Consistent with the emphasis on communication as the focal point of her research, Kramarae has also examined and critiqued the relationship between women and technology. She maintains that all technological developments can usefully be studied with a focus on women’s social interactions, even those which seem to have little to do with women’s lives (e.g., Technology and Women’s Voices, 1988).

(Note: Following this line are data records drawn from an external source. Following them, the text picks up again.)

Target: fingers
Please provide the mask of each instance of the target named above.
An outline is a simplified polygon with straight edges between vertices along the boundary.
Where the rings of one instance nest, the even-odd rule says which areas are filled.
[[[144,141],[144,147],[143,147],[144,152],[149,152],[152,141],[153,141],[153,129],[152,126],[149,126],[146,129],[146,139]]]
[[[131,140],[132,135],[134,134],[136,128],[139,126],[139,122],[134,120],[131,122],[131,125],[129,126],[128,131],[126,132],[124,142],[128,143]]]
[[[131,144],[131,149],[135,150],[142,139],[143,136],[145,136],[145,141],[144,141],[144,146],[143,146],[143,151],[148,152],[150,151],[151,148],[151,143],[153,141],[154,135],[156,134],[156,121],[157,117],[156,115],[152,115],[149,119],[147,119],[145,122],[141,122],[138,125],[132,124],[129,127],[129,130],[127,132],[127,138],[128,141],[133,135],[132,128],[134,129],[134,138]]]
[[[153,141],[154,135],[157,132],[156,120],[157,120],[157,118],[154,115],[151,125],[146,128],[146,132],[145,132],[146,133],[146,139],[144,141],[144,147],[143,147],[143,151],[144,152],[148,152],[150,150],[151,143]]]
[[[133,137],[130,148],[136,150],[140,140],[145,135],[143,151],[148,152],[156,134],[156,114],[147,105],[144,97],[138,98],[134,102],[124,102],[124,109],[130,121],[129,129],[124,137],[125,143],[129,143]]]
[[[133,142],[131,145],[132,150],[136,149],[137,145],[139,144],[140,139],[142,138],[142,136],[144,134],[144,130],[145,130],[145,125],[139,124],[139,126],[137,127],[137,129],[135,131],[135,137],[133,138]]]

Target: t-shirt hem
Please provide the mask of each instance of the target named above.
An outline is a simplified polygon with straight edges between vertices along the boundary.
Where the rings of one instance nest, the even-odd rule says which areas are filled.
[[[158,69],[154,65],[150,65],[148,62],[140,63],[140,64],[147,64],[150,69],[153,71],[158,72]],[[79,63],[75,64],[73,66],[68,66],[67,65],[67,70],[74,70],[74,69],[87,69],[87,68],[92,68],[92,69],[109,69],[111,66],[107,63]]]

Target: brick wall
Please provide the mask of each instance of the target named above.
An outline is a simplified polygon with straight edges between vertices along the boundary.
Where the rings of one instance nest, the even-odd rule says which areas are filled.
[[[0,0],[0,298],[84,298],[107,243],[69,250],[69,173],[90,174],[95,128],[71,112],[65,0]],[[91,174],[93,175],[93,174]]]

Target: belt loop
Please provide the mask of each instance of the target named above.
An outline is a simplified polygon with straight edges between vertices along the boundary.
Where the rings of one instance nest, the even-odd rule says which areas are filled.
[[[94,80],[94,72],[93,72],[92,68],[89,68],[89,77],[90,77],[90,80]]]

Kramarae maintains that “technology” should not be thought of as machines, but as social relations --communication systems which facilitate or hinder various kinds of communication. The specific type of technology she focuses on is the sewing machine, an icon for all technology. She maintains that the sewing machine was advertised as something that would revolutionize women’s sewing. Unfortunately, while it did revolutionize women’s work, it disbanded women’s social time together in sewing circles and moved women into sweatshops, where their interaction was virtually nonexistent. Therefore, to the extent that the sewing machine lessened the quality of the social lives of the users of that technology, it was bad. She criticizes technological development because it has historically excluded women. That is, when we think about technology, we tend to think of science and, therefore, men.
Like Marilyn French, Kramarae is, in part, an “ecofeminist” seeking ways to make new and positive links
with the environment. For scholars such as French and Kramarae, humans are intimately linked with nature, and therefore, we must incorporate the needs of both humans and nature into our policy making decisions. In contrast to French however, Kramarae thinks of language as a way to help us make connections with the environment. She envisions language as the way to establish a peaceful coexistence on earth.
There are a number of ways that the debater could incorporate Kramarae’s work into a debate round. The clearest avenue would be as a critique of sexist language. For example, the debater could critique evidence that uses sexist language. In addition, the debater could argue that the language assumed in certain values is inherently sexist The debater can also use Kramarae’s perspective to evaluate societal discrimination.
Because Kramarae focuses on both explicit and implicit forms of discrimination, the debater may be able to reveal how the opposition’s value(s) implicitly perpetuate sexism. An additional avenue available to debaters is her critique of technology and progress. Any value or debate that advocated technology and/or progress could be critiqued by the debater as inherently sexist.